Maaf kalau konotasi PELANGI itu telah menyakitimu, tapi aku tau pelangi akan tetap indah. Semoga kelak kita mendapat kebahagiaan hakiki, cinta ALLAH untuk hambanya.
Wassalam,,,
Pesan balasan telah Izul kirimkan, wajahnya kini mulai merona seperti jauh hari. Aku mengharapkan ketentuanMU akan takdir hidupku ya Robb. Gumamnya dalam hati. Sesampainya di ruang HIMA yang ternyata rapat belum dibuka.
“Eh si Izal datang, bakal rame neh rapat” celetuk bang Izul selaku pimpinan rapat, Izul dan ridwan tersenyum. “Ayolah dimulai bang, entar rapatnya keburu basi” celoteh Izal pada si Abang Izul. “okelah kita mulai, rupanya bung Izal sudah tidak sabar”.
Rapatpun berlangsung lebih kurang 60 menit, dan seusainya “Kring,,” sebuah pesan memenuhi inbox, lekas Izal buka.
Jazakumullah sukron yah Zal,
Ngomong2 msih di jogja atau sudah di tanah kelahiran.?
.
Ma’a sukri,
Lagi jadi bang toyib neh di jogja.
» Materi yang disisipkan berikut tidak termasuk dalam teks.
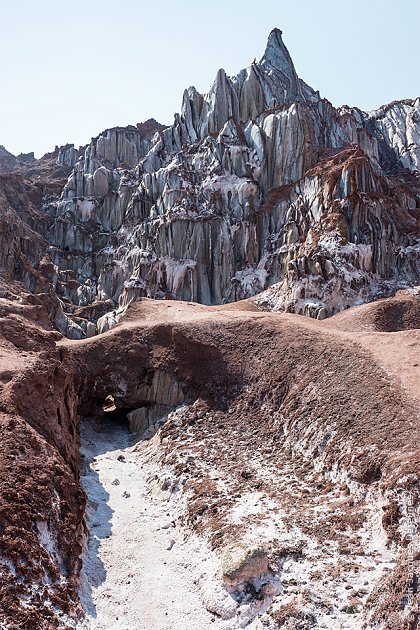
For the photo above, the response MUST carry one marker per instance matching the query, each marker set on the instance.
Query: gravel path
(139, 572)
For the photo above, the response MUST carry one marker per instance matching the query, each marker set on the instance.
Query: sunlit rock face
(258, 187)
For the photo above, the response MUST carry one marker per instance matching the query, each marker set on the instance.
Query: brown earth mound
(259, 388)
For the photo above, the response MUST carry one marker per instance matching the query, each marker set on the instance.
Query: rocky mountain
(260, 187)
(228, 464)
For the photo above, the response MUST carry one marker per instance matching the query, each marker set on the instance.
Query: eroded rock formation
(258, 185)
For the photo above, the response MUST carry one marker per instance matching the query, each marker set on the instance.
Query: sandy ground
(139, 571)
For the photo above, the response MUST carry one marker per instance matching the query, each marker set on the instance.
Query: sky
(69, 70)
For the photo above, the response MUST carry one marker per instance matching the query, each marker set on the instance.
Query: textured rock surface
(258, 185)
(294, 433)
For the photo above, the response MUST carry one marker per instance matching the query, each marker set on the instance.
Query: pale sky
(71, 69)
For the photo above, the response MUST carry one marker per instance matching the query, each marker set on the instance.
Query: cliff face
(259, 186)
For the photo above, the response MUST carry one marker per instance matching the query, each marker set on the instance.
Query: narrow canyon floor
(140, 571)
(291, 441)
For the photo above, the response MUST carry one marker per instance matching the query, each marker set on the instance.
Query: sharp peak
(276, 52)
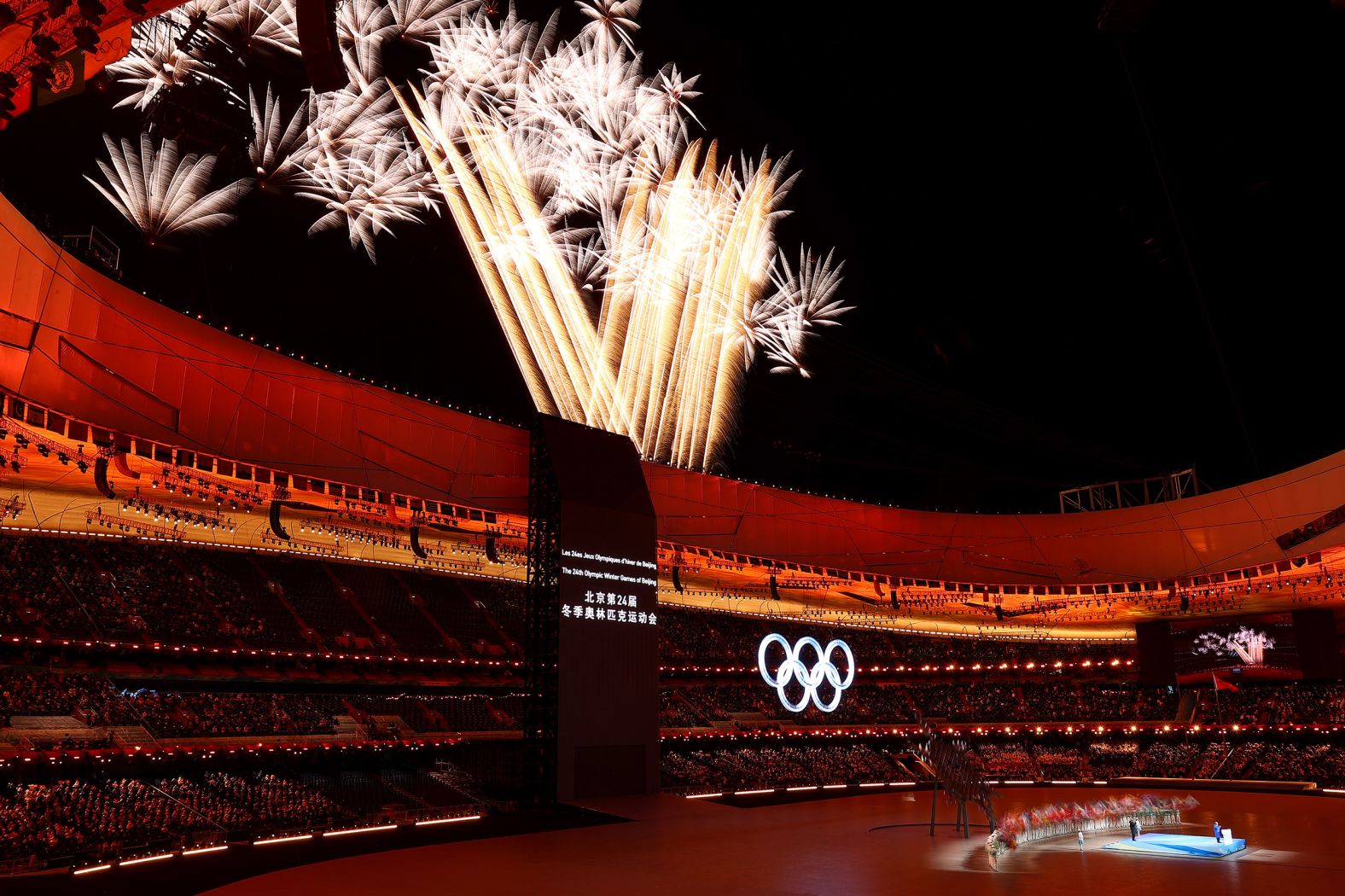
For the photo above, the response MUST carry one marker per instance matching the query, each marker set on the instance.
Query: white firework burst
(156, 63)
(161, 194)
(247, 25)
(803, 300)
(371, 189)
(362, 26)
(422, 19)
(625, 261)
(611, 20)
(279, 143)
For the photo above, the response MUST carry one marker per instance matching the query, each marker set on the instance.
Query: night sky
(1074, 257)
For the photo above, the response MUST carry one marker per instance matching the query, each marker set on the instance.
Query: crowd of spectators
(766, 763)
(1279, 704)
(899, 702)
(775, 765)
(88, 699)
(168, 713)
(210, 714)
(717, 639)
(187, 595)
(108, 816)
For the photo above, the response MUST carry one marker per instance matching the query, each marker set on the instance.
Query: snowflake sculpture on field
(1249, 644)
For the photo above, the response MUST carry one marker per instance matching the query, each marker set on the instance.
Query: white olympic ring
(810, 678)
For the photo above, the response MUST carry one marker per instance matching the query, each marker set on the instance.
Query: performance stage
(854, 845)
(1179, 845)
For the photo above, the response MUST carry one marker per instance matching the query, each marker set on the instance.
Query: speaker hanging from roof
(317, 20)
(416, 548)
(275, 521)
(100, 478)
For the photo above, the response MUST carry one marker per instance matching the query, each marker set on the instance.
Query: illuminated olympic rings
(822, 670)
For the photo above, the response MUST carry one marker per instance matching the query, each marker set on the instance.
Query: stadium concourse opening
(268, 627)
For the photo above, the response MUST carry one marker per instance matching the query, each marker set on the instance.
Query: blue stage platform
(1179, 845)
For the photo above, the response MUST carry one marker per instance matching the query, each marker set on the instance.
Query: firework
(161, 194)
(155, 63)
(277, 144)
(631, 271)
(635, 273)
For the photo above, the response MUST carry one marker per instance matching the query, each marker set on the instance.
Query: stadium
(266, 625)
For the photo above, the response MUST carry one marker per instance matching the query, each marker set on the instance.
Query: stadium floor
(872, 844)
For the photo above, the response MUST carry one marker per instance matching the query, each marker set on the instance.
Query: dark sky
(1074, 257)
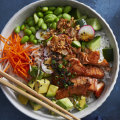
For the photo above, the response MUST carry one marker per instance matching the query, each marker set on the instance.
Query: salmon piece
(89, 71)
(100, 88)
(92, 71)
(76, 66)
(81, 86)
(92, 58)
Alias msh betah di perantauan.
.
Wah ko’ mau jadi bang toyib?
Bknlebih tepat kan baridin?
.
Hahaha, iya neh. Pengen pulang, tapi mumpung masih semangat muda untuk bljarnya lagi tinggi jadi ya ga maslh jadi bang toyib, ataupun kang baridin. Hehehe.
Kapan neh acara pernikahannya, aku diundang yah, sebagai bintang tamunya. Hehe.
.
Iya, semoga mendapat keberkahan dari ALLAH untuk Izal, amiin.
Masih lama seh, okay jangan khawatir tidak diundang, nanti kalau ga diundang siapa yang mau menghabiskan makanan? Kalau bukan Izal. Heheh Afwan
.
Amiin, ah jadi malu. Itukan dulu, sekarang se sudah beda. Bukan hanya makanan. Eh afwan sudah dulu yah, takut calonmu cemburu gara2 kamu smsan dg aku. Lagi ada kesibukan jg seh,
Wassalam.
.
Wah ga’ sampe demikianlah, afwan ganggu kamu, beda yah kalo ma orang super sibuk, wa’alaikum salam.
Izal pun tersenyum lega setelah ber-sms ria dengan Pelanginya. Tepatnya gadis yang pernah singgah di hatinya. “Ternyata sekarang jauh lebih tentram, Syukurku atas ni’mat yang telah Engkau beri ya Robb. Maafku atas cinta yang aku anggap salah. Semoga takkan lagi ada cinta semu datang. Melainkan hanya cinta yang Engkau kehendaki”. Ucapnya.